The 75-year period between 338 BC and the outbreak of the First Punic War in 264 saw an explosion of Roman expansion and the subjugation of the entire peninsula to Roman political hegemony, achieved by virtually incessant warfare. Roman territory (ager Romanus) grew enormously in size, from c. 5,500 to 27,000 km^{2}, c. 20% of peninsular Italy. The Roman citizen population nearly tripled, from c. 350,000 to c. 900,000, c. 30% of the peninsular population. Latin colonies probably comprised a further 10% of the peninsula (about 12,500 km^{2}). The remaining 60% of the peninsula remained in the hands of other Italian socii who were, however, forced to accept Roman supremacy.

The expansion phase started with the defeat of the Latin League (338 BC) and the annexation of most of Latium Vetus. Subsequently, the main thrusts of expansion were southwards towards the Volturno river, annexing the territories of the Aurunci, Volsci, Sidicini and the Campanians themselves; and eastwards across the centre of the peninsula towards the Adriatic coast, incorporating the Hernici, Sabini, Aequi and Picentes. The years after the departure of Pyrrhus in 275 saw a further round of annexation, of substantial territories in southern Italy at the expense of the Lucani and Bruttii. The Bruttii lost large forest lands, whose timber was needed to build ships and the Lucani lost their most fertile land, the coastal plain on which the Latin colony of Paestum was established in 273. In the North, the Romans annexed the ager Gallicus, a large stretch of plain on the Adriatic coast from the Senones Gallic tribe, with a Latin colony at Ariminum in 268. By 264, Rome controlled the entire Italian peninsula, either directly as Roman territory or indirectly through the socii.

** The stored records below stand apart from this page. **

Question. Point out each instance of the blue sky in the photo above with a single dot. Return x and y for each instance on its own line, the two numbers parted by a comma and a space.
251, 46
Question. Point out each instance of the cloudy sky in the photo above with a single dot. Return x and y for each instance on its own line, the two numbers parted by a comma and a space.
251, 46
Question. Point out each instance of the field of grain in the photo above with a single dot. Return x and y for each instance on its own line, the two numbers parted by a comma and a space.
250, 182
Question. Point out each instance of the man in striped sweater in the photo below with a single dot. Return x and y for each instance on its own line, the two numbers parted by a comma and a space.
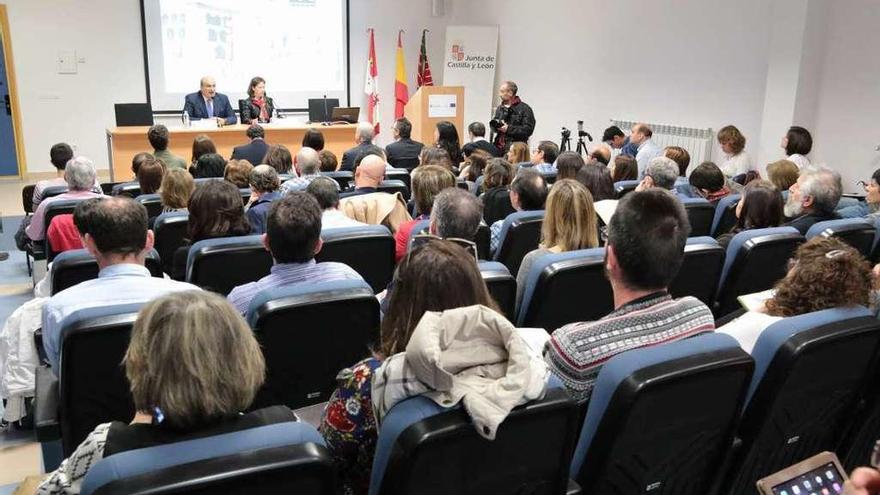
646, 239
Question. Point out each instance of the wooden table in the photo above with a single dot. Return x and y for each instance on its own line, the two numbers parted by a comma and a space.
125, 142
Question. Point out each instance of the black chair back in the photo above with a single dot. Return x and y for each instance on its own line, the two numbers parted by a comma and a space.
698, 276
220, 265
170, 231
368, 250
73, 267
443, 454
308, 336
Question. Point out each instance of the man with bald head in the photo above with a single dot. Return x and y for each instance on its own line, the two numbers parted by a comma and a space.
308, 166
648, 149
207, 103
368, 175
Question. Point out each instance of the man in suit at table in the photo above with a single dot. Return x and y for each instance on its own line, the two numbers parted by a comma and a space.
207, 103
255, 150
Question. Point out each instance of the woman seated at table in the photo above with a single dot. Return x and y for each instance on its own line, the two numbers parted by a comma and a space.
257, 107
224, 369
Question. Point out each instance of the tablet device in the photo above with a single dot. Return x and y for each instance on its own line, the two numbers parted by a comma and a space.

The prevailing explanation for this explosive expansion, as proposed in W. V. Harris' War and Imperialism in Republican Rome (1979), is that the Roman state was an exceptionally martial society, whose every class from the aristocracy downwards was militarised and whose economy was based on the spoils of annual warfare. Rome's neighbouring peoples, on the other hand, were seen as essentially passive victims who strove, ultimately unsuccessfully, to defend themselves against Roman aggression. More recently, however, Harris' theory of Roman "exceptionalism" has been challenged by A. M. Eckstein, who points out that Rome's neighbours were equally militaristic and aggressive and that Rome was just one competitor for territory and hegemony in a peninsula whose interstate relations were largely anarchic and lacking effective mechanisms for resolution of interstate disputes. It was a world of continuous struggle for survival, of terrores multi for the Romans, a phrase from Livy that Eckstein uses to describe the politico-military situation in the peninsula before the imposition of the pax Romana. The reasons for the Romans' ultimate triumph was their superior manpower and political and military organisation.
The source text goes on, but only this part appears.